The Florida VA program helps elite combatants heal the unseen wounds of war

The Florida VA program helps elite combatants heal the unseen wounds of war

In addition to treating traumatic brain injuries, a unique Florida veteran program is changing the outlook for seeking help in treating multiple deployment clothing and tear. The Post-Employment Rehabilitation and Evaluation Program (PREP) Treating physical injuries and mental health of service members at a hospital in Tampa.

After nine major deployments since 9/11, Green Beret Sergeant Major John Fischet knows better than the physical and emotional costs of most services.

“We had a very rough fight between my first deputies in Afghanistan,” he told CBS News senior investigative reporter Catherine Herridge, who had first-ever access to a special program.

Fischet lost a lot of his team.

“Then I didn’t realize how awkward it was for me, and years after that, I was still thinking about it,” she said.

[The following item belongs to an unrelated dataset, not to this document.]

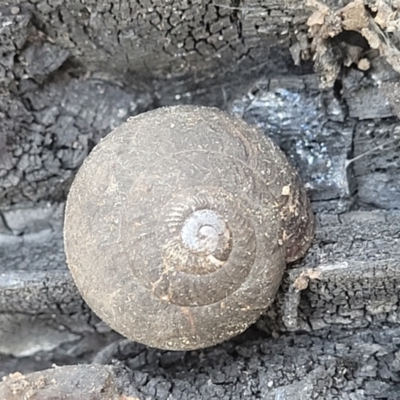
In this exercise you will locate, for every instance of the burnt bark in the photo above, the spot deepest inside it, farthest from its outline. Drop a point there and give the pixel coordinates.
(71, 71)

It is rare to hear directly from special operations forces such as Fischetti, who told CBS News that it may be difficult to ask for help because the mission and their teammates are first in their DNA. More than half of the service members who came through the PREP came from the Special Operations Forces.

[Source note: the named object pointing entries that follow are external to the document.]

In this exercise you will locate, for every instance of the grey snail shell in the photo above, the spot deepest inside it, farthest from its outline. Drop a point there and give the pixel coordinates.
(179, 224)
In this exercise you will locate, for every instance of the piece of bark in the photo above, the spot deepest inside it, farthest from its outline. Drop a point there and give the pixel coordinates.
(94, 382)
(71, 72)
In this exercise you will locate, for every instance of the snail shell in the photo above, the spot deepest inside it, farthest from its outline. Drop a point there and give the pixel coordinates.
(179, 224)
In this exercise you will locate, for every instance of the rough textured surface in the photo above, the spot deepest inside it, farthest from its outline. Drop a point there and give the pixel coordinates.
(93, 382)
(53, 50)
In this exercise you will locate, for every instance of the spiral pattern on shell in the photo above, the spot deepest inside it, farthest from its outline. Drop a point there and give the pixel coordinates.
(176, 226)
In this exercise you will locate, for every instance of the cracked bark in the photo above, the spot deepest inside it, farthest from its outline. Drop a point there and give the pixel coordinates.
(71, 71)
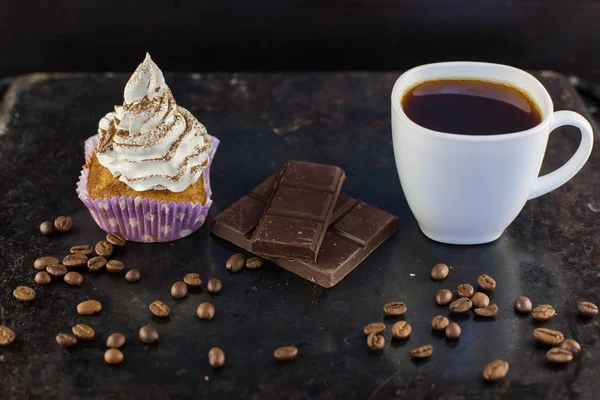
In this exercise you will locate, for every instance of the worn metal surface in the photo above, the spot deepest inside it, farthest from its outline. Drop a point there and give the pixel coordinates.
(551, 253)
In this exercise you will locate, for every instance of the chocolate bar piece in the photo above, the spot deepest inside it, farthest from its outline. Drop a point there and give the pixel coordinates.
(298, 212)
(356, 229)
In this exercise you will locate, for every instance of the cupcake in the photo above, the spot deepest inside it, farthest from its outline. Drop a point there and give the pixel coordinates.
(147, 170)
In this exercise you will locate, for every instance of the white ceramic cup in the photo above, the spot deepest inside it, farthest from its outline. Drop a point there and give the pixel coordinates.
(466, 189)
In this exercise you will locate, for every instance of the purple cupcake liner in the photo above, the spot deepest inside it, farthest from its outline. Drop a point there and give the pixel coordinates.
(143, 220)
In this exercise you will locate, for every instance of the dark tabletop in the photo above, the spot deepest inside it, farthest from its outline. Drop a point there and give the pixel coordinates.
(551, 253)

“There’s a lot of misunderstanding with young soldiers,” he said. “They think that if they say the command or they tell someone they have a problem, it will make them look bad” “

This week, The Pentagon says 109 U.S. service members suffered traumatic brain injuries An Iranian missile attack on an Iraqi air base last month.

It is estimated that about 20% of service members have traumatic brain injury, PREP Medical Director said. Says Brian Merritt.

Trauma on the battlefield uses PREP virtual reality technology to disrupt balance and re-train the brain to reduce chronic pain and rebuild confidence.

For many service members, the in-patient program is the first time they meet a physician. Service members are in the program for six to 12 weeks for the holistic approach that physicians talk about.

“I use the expression, it’s like I’m peeling an onion, you take one layer at a time, and each layer will find a different problem in it, and you have to find that solution,” Dr. Steven Scott said.

The program is helping many, like Fischetti, in the special operations community. Deputy Commander of Special Operations Vice Admiral Tim Szymanski said in his first television interview that these warships have more to offer, and that assistance is not a “career killer.”

“People are coming forward, and we’re showing that they can go back to duty,” he said. “The testimonial is that people are going through it and taking it back to their teammates … it’s a cause for trust.”

Szymanski added, “It can be a life-changer. I think for those who have come through this program, it is life-changing.”

For Merritt, if service members do not return to duty, it is absolutely valuable to meet their family after the program.

“Because it would be with them, regardless of the future in the military,” he said.

The program is currently at James A. There are only a dozen beds at Haley Veterans Hospital, but there are new motions to expand.

“I plan to move forward and become a Command Sergeant Major and impress my troops on the front line and help them get the support they need,” Fischetti said.